________________ CM . . . . Volume XIX Number 24. . . .February 22, 2013


Gift Days.

Kari-Lynn Winters. Illustrated by Stephen Taylor.
Markham, ON: Fitzhenry & Whiteside, 2012.
32 pp., hardcover, $18.95.
ISBN 978-1-55455-192-7.

Subject Headings:
Brothers and sisters-Juvenile fiction.
Schools-Juvenile fiction.
Uganda-Juvenile fiction.

Grades 1-4 / Ages 6-9.

Review by Ellen Heaney.

*** /4



“For the girls who, because of their circumstances, carry the weight of the world on their shoulders.”


This dedication [above], by author Kari-Lynn Winters, sets the tone for a story of a Ugandan girl’s struggle to get an education.

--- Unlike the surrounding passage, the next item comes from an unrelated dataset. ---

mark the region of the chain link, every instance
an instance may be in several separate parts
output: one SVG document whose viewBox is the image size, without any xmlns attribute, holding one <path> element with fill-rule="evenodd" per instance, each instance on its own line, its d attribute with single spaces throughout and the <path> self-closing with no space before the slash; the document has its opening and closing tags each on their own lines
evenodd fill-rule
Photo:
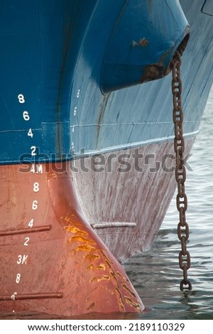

internal art     Nassali longs for a chance to go to school, but because her mother has died and there are four other children in the family, she, as the eldest girl, is burdened with household chores. She watches the only boy in the family go off to class, and she plays teacher to her younger sisters, but when she voices her desire to learn, too, she is told that her cooking and cleaning tasks come first. Then follows the refrain “This is the way it’s always been”. After hearing this again from several relatives:

That night Nassali waited for her brother to fall asleep.

‘I will teach myself how to read,’ she murmured. To keep herself awake, she bit down on her bottom lip.

At last, she heard [Matovu’s] steady breathing. She crept closer, loosened his grip on the book, hid in the corner of her mud-brick home, and opened it. The feel of the rough paper brought a smile to her torn, chapped lips.

Nassali tried to memorize each squiggle, but exhaustion took over and she fell asleep.

     Brother Matovu, recognizing Nassalli’s desire to read, starts to help with the chores one day a week and to teach Nassali what he has learned – the “gift days” of the title. An epilogic last page shows Nassali at a desk, having been accepted as a student at Makarere University, writing a letter of thanks to her brother.

     Two pages of end matter describe the lack of access to education in Africa due to cultural barriers, poverty and disease. This situation applies to many children, but especially to girls. There is also information about the section of the United Nations Declaration of the Rights of the Child applying to education.

     The author teaches children’s literature at Brock University and has written a number of other picture books (Runaway Alphabet, On My Walk). Her straightforward narrative, using a select number of Lugandan words, offers a window into the contemporary rural culture of Uganda (including the Nassali’s child-like reference to “the [clearly fair-skinned] researchers…who came from far away and always wrote on the whitest paper”).

     Stephen Taylor, a seasoned book illustrator (One More Border, Music From the Sky) places solid human figures in colourful modern dress against a sepia background. The poses are generally sympathetic, although a few are rather stiff, and middle younger sister’s head never sits quite right on her body.

     For the subject matter alone, this book belongs in all primary school and public library collections.


Ellen Heaney is the Head of Children’s Services at the New Westminster Public Library in New Westminster, BC.